Burgos flashed his lights and signaled for us to stop at a service-station café.
“I’m asleep at the wheel,” he said, staring into his mug of black coffee. “I can tell because what I’m dreaming about has nothing to do with the road in front. All of a sudden I find myself on a Caribbean island, stretched out on the beach, surrounded by dead bodies. I don’t have to do the autopsies because in a couple of hours the sun splits them open like the sharpest scalpel. That’s the life!”
Ayala and Rodríguez were fast asleep in the back of the V.W. Isabel told Burgos that perhaps he should have a rest too.
“No, I prefer to nod off on the straights,” the doctor replied. “You stay close behind me, and sound your horn if I start doing zigzags.”
So we set off again. It was still three hundred kilometers to Bahía Blanca, and night was falling. We did not try to stop the doctor driving. We trusted to fate. “Nothing will happen that is not already written,” Isabel said, although she confessed she was worried, not about Burgos and his companions, but about me.
“I thought I knew you, Gotán. Daddy had such a romantic view of you.”
“He kept the truth from you. Nobody is proud of having a policeman for a friend. We’re the hidden face, the Mr. Hydes for all those Dr. Jekylls with secretaries and the latest mobiles. And worse still, even if the revolution we were fighting for had triumphed, we would have gone on being policemen. At least capitalism gave me the opportunity to sell toilets.”
Isabel had learned all she knew from the person the G.R.O. called La Negra, when she was still convinced she would be killed. La Negra had been made responsible for her; she had to decide what to do with Cárcano’s daughter if she did not reveal the number of the account where the New Man Foundation money was deposited.
“I don’t think any of the top people wanted to get their hands dirty by killing me. If there was blood to be spilled, they preferred to have someone else do it.”
“That’s why they are leaders.”
“Your tango-dancing friend had been with them right from the start, when they first began to plot against the recycled pseudo-left they thought were behind the people who won the 1999 elections. They were children of military fathers, like the one you did away with while he was serving you coffee. Nostalgic for the past. A small organization, but well financed. They soon realized that harking back to dictatorships was not going to win anybody over, because today even the most Neanderthal fascists claim to be democratic. So they changed their tune to try to recruit people from the other side who were similarly nostalgic.”
“The ‘national revolution,’” I said. “Empty slogans like that sent a whole generation to the slaughterhouse.”
“Daddy believed in something like that.”
“So did Toto Lecuona—and so did I, if it comes to that. Socialism, but with limits, capitalism, but kept under control. We were told there were officers who refused to serve the oligarchy and wanted to place the armed forces at the service of the people. We were shot in the back.”
“Why did you join them, Gotán? To make a better world, to get shot in the back?”

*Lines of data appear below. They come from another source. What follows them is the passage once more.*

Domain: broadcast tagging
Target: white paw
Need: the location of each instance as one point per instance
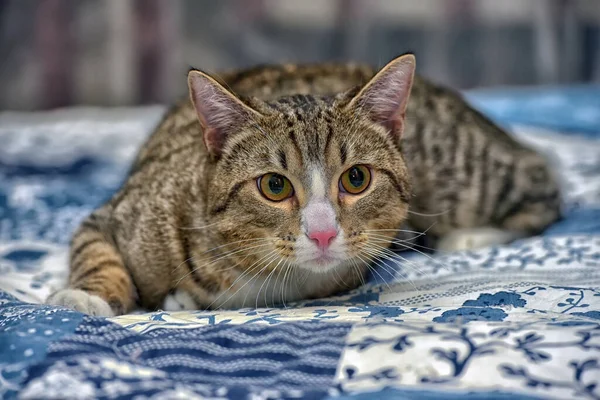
(475, 238)
(179, 301)
(81, 301)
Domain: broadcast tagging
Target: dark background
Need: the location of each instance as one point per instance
(56, 53)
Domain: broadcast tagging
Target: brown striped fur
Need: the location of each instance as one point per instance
(192, 219)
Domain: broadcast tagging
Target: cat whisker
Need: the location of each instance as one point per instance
(287, 266)
(269, 256)
(437, 262)
(368, 265)
(394, 272)
(388, 255)
(214, 260)
(266, 282)
(197, 228)
(431, 215)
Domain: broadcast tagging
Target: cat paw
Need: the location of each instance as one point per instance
(179, 301)
(475, 238)
(81, 301)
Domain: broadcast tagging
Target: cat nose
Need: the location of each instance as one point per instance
(323, 238)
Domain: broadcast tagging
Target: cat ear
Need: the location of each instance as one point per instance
(220, 112)
(385, 96)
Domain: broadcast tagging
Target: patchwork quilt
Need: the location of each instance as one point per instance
(518, 321)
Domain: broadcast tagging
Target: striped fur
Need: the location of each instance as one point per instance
(194, 220)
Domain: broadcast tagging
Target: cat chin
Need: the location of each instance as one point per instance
(321, 266)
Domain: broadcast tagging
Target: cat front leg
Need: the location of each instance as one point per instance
(99, 283)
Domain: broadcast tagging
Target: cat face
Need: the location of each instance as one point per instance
(316, 183)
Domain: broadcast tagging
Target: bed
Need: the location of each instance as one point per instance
(518, 321)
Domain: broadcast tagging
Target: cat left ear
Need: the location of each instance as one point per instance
(219, 111)
(385, 96)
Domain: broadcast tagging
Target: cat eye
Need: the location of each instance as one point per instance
(275, 187)
(355, 180)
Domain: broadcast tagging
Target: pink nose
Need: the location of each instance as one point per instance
(323, 238)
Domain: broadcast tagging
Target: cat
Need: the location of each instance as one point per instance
(283, 182)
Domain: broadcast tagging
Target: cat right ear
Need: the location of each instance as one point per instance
(219, 111)
(385, 97)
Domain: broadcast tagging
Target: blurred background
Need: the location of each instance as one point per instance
(57, 53)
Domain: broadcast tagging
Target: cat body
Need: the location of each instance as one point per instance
(290, 188)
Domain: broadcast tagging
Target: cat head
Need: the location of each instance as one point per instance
(312, 182)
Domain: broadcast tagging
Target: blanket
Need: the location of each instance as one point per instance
(516, 321)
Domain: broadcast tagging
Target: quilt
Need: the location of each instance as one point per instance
(517, 321)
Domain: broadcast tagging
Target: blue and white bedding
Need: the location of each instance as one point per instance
(518, 321)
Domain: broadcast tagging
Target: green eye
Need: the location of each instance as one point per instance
(275, 187)
(356, 179)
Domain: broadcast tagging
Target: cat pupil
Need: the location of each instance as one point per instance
(356, 177)
(276, 184)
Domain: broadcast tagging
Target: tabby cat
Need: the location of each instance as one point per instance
(282, 183)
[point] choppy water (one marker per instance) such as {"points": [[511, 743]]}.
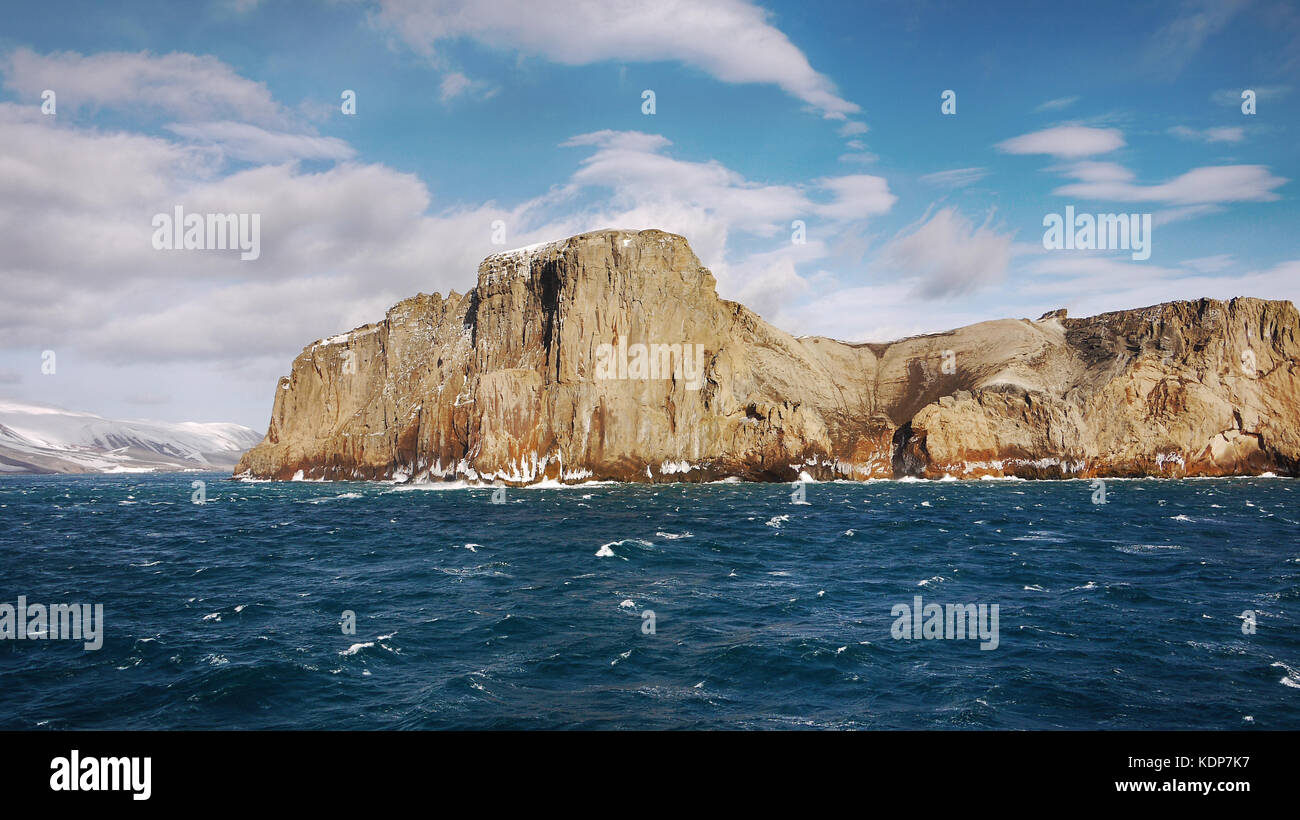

“Religion. I always had metaphysical doubts. I wanted to believe, although it’s obvious I failed. I am a policeman, Isabel. Ever since I was a kid I liked the idea of arresting someone who steals an old lady’s purse. I was always a policeman when we played at cops and robbers; I never hesitated to thrash cheats, or to kill birds with my catapult. I come from a proud working-class family: my father never stole from anyone. He was a railway worker who got sacked under Perón. For going on strike—one hell of a supporter of popular movements Perón was. That was why I could never believe in those mutants either. Evita the saint who became a devil after Perón was toppled and we were forbidden to even mention their names. My father never recovered: in those days, to be a railway worker was to be part of a privileged caste, like being a military man. When he was kicked out it was like losing his stripes. The day after I graduated from police academy, he used my service revolver to kill himself. ‘A policeman for a son, that’s all I need,’ he said—and shot himself. If you wanted me to sing you a tango, I have a good one. But I don’t want to talk about the past any more.”
“What have you just been doing, then?”
“Talking about love, Isabel. Don’t be surprised, even the most ruthless executioners fall in love. Who can escape it?”
When we reached the turn-off to Bahía Blanca, I said goodbye to Don Quixote, Sancho Panza and the doctor. We swore to meet again one day. Democracy owed us, but since she was never likely to pay up, we said we would meet at least to celebrate the fact that we were still alive.
“Take care eating that rustled meat,” I said to Burgos.
“And you, Don Gotán, stop hunting for girlfriends in your box of memorabilia.”
“Carry on selling toilets,” Ayala recommended.
“Now I understand why you didn’t make a career of it in the National Shame,” Rodríguez said. “You’re a great guy, when you’re not killing people.”
“And you two, make sure you stick together,” I said. “You still have a great future as a comic double act.”
There was a sort of shuffle, a warmth soon stifled by embarrassment, arms half-raised for an embrace, mouths twisted in our lined faces, weary from our absurd odyssey. In the end we said and did nothing more, but turned on our heels and refused to look back as the sky-blue V.W. and the 4×4 rented by an already-dead companion set off in opposite directions.